La experiencia de compra se ve favorecida por el trato humano. Muchos clientes remarcan que la atención al cliente es cordial y eficiente, algo que en comercios pequeños suele marcar la diferencia. Ser atendido por personas que saludan, recuerdan tus preferencias y ayudan a elegir los productos adecuados hace que la visita sea más amena y que el tiempo en el local resulte más agradable. Este aspecto es clave para cualquier negocio que aspire a consolidarse como referencia local de compra de frutas y verduras frescas y otros productos cotidianos.
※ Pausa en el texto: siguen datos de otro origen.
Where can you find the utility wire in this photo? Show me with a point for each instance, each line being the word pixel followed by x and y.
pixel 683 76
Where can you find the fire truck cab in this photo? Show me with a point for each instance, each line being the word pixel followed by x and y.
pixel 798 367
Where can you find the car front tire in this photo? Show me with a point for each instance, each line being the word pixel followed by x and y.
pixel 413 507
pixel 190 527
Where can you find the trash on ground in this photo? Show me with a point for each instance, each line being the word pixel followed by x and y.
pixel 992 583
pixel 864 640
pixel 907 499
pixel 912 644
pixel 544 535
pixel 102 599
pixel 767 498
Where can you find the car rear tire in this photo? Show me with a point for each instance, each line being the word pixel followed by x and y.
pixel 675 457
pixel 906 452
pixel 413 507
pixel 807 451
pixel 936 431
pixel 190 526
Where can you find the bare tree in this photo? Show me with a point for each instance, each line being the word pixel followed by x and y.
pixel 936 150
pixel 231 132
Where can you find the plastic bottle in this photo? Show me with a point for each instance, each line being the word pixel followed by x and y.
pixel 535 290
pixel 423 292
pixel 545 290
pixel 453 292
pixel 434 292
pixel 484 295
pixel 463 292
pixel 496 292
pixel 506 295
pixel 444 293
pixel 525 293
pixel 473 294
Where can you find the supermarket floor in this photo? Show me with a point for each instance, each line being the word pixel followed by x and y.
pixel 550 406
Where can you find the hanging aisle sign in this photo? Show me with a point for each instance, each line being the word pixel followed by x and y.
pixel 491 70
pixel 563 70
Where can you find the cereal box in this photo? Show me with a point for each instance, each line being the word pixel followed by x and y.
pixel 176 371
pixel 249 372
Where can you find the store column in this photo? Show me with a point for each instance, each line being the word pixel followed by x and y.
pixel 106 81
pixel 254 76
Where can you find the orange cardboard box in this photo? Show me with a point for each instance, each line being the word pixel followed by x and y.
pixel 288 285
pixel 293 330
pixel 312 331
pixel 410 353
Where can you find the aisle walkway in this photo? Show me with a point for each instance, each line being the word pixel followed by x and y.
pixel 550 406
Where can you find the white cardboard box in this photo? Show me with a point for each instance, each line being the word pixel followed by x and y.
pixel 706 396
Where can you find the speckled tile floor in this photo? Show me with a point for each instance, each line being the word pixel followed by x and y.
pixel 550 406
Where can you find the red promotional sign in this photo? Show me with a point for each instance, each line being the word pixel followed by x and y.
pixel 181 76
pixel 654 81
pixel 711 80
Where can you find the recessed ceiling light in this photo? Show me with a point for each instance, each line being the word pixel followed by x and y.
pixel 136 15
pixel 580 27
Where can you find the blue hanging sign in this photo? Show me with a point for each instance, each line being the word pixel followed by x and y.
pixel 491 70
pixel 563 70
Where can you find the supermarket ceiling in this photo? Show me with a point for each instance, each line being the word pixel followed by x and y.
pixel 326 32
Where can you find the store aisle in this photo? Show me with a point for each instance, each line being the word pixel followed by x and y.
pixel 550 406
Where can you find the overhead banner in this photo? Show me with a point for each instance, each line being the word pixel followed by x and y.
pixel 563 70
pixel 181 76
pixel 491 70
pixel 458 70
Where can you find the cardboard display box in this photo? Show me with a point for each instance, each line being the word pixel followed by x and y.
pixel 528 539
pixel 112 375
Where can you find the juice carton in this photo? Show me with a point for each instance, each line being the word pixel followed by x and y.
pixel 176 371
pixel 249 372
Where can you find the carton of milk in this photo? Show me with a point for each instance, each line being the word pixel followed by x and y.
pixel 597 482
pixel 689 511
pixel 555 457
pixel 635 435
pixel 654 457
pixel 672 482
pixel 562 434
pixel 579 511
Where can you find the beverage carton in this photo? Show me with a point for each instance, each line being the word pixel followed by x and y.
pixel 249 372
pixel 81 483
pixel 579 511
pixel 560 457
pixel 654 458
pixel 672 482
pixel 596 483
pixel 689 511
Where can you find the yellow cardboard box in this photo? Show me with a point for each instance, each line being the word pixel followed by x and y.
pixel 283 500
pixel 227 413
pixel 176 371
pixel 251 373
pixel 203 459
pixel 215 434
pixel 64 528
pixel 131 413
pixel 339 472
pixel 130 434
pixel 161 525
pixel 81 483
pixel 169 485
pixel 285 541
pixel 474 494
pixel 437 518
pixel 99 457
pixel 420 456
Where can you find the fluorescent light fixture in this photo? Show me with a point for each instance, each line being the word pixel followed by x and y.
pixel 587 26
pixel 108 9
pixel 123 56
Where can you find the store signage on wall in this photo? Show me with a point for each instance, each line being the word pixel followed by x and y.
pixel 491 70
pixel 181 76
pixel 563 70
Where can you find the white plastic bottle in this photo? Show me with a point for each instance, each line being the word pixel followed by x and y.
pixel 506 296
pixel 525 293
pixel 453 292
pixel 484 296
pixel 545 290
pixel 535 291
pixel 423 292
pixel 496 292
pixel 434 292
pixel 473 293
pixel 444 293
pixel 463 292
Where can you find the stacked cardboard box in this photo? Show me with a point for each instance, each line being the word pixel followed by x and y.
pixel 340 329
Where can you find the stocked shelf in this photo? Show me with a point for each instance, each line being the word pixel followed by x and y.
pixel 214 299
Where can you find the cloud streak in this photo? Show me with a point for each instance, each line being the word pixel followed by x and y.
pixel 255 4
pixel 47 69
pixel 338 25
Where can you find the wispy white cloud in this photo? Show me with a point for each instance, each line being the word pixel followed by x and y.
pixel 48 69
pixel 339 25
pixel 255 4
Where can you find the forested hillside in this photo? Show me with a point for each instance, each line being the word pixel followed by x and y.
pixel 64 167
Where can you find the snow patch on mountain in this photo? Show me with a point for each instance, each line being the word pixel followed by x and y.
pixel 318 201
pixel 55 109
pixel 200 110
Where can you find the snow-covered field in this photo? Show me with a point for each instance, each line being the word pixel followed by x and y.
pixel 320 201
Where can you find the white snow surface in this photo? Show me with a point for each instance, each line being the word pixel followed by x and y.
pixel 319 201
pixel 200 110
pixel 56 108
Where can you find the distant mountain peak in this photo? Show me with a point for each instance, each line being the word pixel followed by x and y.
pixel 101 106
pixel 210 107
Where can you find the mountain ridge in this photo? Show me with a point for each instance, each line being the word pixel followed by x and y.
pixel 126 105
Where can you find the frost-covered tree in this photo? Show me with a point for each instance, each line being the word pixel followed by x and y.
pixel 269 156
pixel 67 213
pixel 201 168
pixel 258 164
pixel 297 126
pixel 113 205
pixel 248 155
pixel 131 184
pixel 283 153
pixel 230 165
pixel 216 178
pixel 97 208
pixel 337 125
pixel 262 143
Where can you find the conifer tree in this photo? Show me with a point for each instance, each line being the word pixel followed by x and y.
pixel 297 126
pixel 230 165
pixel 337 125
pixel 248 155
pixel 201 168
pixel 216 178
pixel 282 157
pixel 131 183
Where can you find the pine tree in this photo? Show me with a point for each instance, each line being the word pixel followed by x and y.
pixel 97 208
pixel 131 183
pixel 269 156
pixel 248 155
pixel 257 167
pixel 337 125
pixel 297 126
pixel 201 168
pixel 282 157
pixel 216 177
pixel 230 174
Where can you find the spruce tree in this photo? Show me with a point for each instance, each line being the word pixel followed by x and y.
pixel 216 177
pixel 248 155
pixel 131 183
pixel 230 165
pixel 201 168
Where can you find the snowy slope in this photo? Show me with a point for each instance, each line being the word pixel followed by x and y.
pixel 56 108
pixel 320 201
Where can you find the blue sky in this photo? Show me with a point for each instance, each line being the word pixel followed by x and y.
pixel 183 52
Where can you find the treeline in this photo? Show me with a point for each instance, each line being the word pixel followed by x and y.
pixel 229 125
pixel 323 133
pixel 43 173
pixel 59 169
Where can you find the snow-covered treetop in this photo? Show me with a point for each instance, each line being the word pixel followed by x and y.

Más allá de las virtudes, hay oportunidades de mejora claras. Incorporar algún sistema sencillo de contacto para pedidos, ya sea mediante mensajería, redes sociales o una línea directa para encargos, podría ampliar la base de clientes y fidelizar aún más a quienes hoy encuentran dificultades para acercarse. También podría valorarse una comunicación un poco más activa de las ofertas, promociones o productos de temporada, algo que otras verdulerías y almacenes de barrio hacen con cartelería visible, pizarras en la vereda o publicación periódica de combos y descuentos.
Para quienes priorizan el trato cercano, la confiabilidad de la mercadería y los precios razonables, Lo de Monty se presenta como una opción sólida dentro de la oferta de comercios de alimentos de la zona. No es el modelo más moderno ni el más tecnificado, pero sostiene una forma de vender basada en la atención personalizada y en la constancia de la calidad. Al mismo tiempo, la falta de servicios como reparto a domicilio o sistemas de pedido a distancia puede resultar un factor a considerar para quienes buscan comodidad total o tienen dificultades para acercarse físicamente al local, sobre todo si comparan con otras propuestas de verdulería con delivery disponibles en la actualidad.
En conjunto, se trata de un negocio que cumple de manera confiable con lo que muchos vecinos esperan de una tienda de cercanía: una atención amable, productos frescos, precios acordes al mercado y una relación de confianza que se construye compra a compra. Para potenciales clientes que valoren el contacto directo con el comerciante y busquen un lugar donde resolver su compra habitual de verduras, frutas y otros artículos de despensa, Lo de Monty se posiciona como una alternativa a tener en cuenta, con claras virtudes en la atención y la calidad, y con margen de mejora en servicios complementarios y canales de pedido.